The Pakistani military launched an offensive in August for control over the strategically key region of Bajaur and have been involved in heavy fighting since then.
“More than 3,900 families, or around 20,000 individuals, have fled fighting in Bajaur … into Kunar province in eastern Afghanistan,” said the United Nations High Commission for Refugees (UNHCR) in Afghanistan.
“In the last two weeks alone, over 600 Pakistani families have fled into Afghanistan,” it said.
Bajaur is the smallest of Pakistan’s seven so-called tribal agencies, semi-autonomous ethnic Pashtun regions along the Afghan border, with a population of one million people.
U.S. officials say Taliban and al Qaeda-linked fighters, financed by drug money, use the tribal regions as an operating base to launch attacks inside Afghanistan, where Western forces are struggling to stem a growing insurgency.
Around 9,000 Pakistani soldiers are deployed in Bajaur and up to 1,000 militants have been killed in clashes this month, according to the Pakistani army.

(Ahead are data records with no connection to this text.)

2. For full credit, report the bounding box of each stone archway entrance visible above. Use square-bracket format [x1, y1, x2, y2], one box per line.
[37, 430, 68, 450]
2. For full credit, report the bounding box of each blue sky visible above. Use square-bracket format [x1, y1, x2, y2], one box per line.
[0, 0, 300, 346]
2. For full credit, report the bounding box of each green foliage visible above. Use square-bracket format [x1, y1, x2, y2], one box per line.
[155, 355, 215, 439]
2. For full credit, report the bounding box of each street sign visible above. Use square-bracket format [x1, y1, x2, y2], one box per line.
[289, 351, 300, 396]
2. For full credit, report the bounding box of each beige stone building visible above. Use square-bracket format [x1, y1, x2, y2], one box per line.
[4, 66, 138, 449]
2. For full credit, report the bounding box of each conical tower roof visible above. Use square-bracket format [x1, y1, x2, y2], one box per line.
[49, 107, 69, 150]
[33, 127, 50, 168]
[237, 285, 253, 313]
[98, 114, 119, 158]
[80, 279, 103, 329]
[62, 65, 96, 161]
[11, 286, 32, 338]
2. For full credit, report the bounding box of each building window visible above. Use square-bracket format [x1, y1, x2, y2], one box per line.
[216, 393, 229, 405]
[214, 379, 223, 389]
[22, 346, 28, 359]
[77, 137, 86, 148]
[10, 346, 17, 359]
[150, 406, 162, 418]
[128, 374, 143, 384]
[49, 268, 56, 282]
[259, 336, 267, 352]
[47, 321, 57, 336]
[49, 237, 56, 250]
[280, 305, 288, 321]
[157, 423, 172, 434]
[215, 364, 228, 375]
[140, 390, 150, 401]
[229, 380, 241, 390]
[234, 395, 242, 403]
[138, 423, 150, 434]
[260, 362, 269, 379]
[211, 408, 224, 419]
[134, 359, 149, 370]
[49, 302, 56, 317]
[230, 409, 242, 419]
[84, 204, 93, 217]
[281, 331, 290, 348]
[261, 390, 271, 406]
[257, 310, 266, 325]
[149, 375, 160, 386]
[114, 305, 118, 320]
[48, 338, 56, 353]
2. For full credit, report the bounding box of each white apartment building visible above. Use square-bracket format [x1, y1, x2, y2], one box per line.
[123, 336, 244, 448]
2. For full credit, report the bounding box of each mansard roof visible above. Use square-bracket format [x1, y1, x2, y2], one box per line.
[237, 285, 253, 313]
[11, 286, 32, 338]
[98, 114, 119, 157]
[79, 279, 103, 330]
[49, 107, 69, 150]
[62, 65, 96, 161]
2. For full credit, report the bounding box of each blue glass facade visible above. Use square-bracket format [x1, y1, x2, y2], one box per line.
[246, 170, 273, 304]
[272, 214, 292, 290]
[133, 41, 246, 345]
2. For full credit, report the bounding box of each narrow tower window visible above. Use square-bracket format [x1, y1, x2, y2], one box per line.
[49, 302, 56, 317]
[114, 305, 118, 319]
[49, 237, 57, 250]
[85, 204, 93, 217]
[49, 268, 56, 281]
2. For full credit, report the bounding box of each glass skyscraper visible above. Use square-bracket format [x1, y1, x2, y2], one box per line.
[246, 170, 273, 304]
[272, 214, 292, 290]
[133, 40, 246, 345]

Several hundred thousand people have fled their homes because of fighting, seeking refuge in other parts of the country or in neighbouring Afghanistan.
“They have mainly been provided accommodation by relatives and friends,” UNHCR spokesman Nadir Farhad told reporters. But some 200 families are already living without shelter, he said.

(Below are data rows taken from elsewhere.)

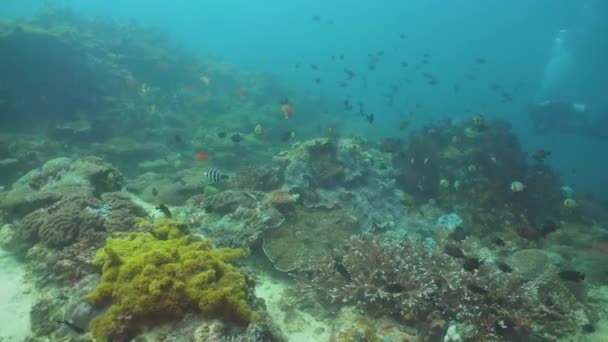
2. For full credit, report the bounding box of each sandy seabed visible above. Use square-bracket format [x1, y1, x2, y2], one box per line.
[0, 249, 34, 342]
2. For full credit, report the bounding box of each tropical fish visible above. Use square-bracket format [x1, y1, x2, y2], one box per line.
[462, 257, 483, 272]
[199, 76, 211, 87]
[196, 152, 209, 161]
[56, 319, 85, 334]
[532, 149, 551, 163]
[281, 103, 293, 120]
[230, 133, 243, 144]
[155, 203, 173, 218]
[443, 245, 466, 258]
[205, 167, 228, 183]
[494, 261, 513, 273]
[281, 131, 296, 142]
[253, 124, 265, 139]
[558, 270, 585, 282]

UNHCR has been coordinating aid efforts and hopes the refugees will be able to return soon but said it was prepared for the winter.
“It’s very difficult to predict the security situation on the other side of the border but what we hope is that the security gets better and people will be able to go back,” he said.
“But if it continues, we will definitely provide them with … assistance … so we can get them through the winter months.”
Around 70 percent of the families are Pakistani, said Farhad, the remainder being Afghan.
In the past, refugees crossed the other way, to escape from violence in Afghanistan. Some four million Afghans escaped civil war in the 1980’s and 1990’s seeking refuge in Pakistan. More than half have now returned.